On the application of GP for software engineering predictive modeling: A systematic review

On the application of GP for software engineering predictive modeling: A systematic review Expert systems with Applications, Vol. 38 no. 9, 2011 Wasif Afzal, Richard Torkar Blekinge Institute of Technology, Karlskrona, Sweden. {waf,rto}@bth.se

Agenda • Research question • Symbolic regression • Prediction and estimation in sw engineering • GP for prediction and estimation in sw engineering • Application of GP for sw quality classification • Application of GP for sw cost/effort/size estimation • Application of GP for sw fault prediction and sw reliability growth modeling • Future work • Conclusions • Recommendations

Our research question • Is there evidence that: symbolic regression using GP is an effective method for: prediciton and estimation, in comparison with: regression, machine learning and other models (including expert opinion and different improvements over the standard GP algorithm)?

It is about symbolic regression! • Symbolic regression – One of the many application areas of GP • Finds a function, with the outputs having desired outcomes. • Makes no assumptions about: • Structure of the function • Data distribution • Relationship between independent and dependent variables • Helps in identifying the significant variables in subsequent modeling attempts

Prediction and estimation in sw engineering • Software quality • Software quality classification • Software fault prediction • Software reliability growth modeling • Software size • Software development cost/effort • Maintenance task effort • Software release timing

GP for prediction and estimation in sw engineering • 23 identified primary studies • Software quality classification (8) • Software cost/effort/size estimation (7) • Software fault prediction and software reliability growth modeling (8)

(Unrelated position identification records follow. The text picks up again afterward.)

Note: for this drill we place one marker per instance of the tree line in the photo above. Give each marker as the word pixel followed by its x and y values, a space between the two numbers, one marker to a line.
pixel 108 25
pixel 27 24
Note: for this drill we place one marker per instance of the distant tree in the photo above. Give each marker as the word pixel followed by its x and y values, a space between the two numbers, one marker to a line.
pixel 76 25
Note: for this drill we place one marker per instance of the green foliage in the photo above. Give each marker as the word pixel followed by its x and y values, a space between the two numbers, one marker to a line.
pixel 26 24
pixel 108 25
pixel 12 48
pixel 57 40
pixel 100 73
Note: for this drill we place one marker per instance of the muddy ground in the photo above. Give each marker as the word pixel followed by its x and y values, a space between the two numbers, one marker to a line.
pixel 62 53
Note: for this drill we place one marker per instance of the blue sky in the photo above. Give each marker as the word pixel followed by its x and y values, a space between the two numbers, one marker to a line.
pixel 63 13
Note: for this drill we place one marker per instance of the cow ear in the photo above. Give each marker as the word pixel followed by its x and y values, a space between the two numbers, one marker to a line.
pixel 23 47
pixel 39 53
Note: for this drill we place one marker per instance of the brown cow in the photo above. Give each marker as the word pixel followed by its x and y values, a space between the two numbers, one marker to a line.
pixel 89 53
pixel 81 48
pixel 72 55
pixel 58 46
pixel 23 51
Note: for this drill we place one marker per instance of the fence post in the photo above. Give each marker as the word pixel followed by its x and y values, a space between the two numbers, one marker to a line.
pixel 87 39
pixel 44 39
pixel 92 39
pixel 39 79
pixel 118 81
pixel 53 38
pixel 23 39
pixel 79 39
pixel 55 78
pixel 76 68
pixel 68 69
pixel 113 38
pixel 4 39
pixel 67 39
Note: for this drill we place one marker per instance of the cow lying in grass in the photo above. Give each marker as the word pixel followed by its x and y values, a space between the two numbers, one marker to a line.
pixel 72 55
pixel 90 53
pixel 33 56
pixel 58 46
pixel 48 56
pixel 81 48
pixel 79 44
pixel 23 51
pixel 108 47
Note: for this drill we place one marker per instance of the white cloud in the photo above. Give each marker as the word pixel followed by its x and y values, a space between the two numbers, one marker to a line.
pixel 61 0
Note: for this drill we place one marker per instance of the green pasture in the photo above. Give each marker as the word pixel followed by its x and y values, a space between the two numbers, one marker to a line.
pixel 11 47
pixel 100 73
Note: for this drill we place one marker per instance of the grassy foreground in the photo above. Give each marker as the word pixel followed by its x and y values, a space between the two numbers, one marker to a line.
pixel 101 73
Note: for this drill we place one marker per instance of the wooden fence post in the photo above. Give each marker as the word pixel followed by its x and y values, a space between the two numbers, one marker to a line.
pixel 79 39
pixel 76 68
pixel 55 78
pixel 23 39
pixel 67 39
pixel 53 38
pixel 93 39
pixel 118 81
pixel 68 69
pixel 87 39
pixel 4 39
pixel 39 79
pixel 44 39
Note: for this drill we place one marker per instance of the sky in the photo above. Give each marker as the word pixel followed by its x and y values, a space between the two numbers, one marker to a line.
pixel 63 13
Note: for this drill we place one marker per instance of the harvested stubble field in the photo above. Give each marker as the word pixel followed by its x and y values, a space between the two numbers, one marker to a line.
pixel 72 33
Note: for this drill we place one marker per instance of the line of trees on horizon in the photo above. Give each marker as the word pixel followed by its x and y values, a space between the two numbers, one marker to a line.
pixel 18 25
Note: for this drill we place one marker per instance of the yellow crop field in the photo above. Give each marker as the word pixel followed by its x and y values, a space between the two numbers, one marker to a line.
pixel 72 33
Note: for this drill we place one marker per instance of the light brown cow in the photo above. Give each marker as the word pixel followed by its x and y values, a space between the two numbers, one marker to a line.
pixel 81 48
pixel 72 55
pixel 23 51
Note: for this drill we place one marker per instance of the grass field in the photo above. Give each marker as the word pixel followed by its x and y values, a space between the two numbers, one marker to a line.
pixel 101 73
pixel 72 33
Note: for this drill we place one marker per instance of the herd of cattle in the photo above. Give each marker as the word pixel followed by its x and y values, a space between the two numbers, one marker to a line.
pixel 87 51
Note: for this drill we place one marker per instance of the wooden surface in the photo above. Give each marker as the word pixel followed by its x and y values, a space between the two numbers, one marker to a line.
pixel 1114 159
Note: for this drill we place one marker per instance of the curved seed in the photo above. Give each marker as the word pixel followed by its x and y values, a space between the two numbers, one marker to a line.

GP for prediction and estimation in sw engineering cntd…

Application of GP for sw quality classification (8 studies) • Variations of the dependent variable: • Fault proneness • Quality ranking of program modules (high risk to low risk) • Variations in sampling of training and testing sets: • Simple hold-out and 10-fold CV.

Application of GP for sw quality classification cntd… • Variations in fitness function • Single objective • Minimization of root mean square • Minimization of average cost of misclassification • Multi-objective • Minimization of average cost of misclassification + minimization of tree size • Maximization of the best percentage of the actual faults averaged over the percentiles level of interest + controlling the tree size. • Balancing the over sampling and under sampling in each class for a decision tree.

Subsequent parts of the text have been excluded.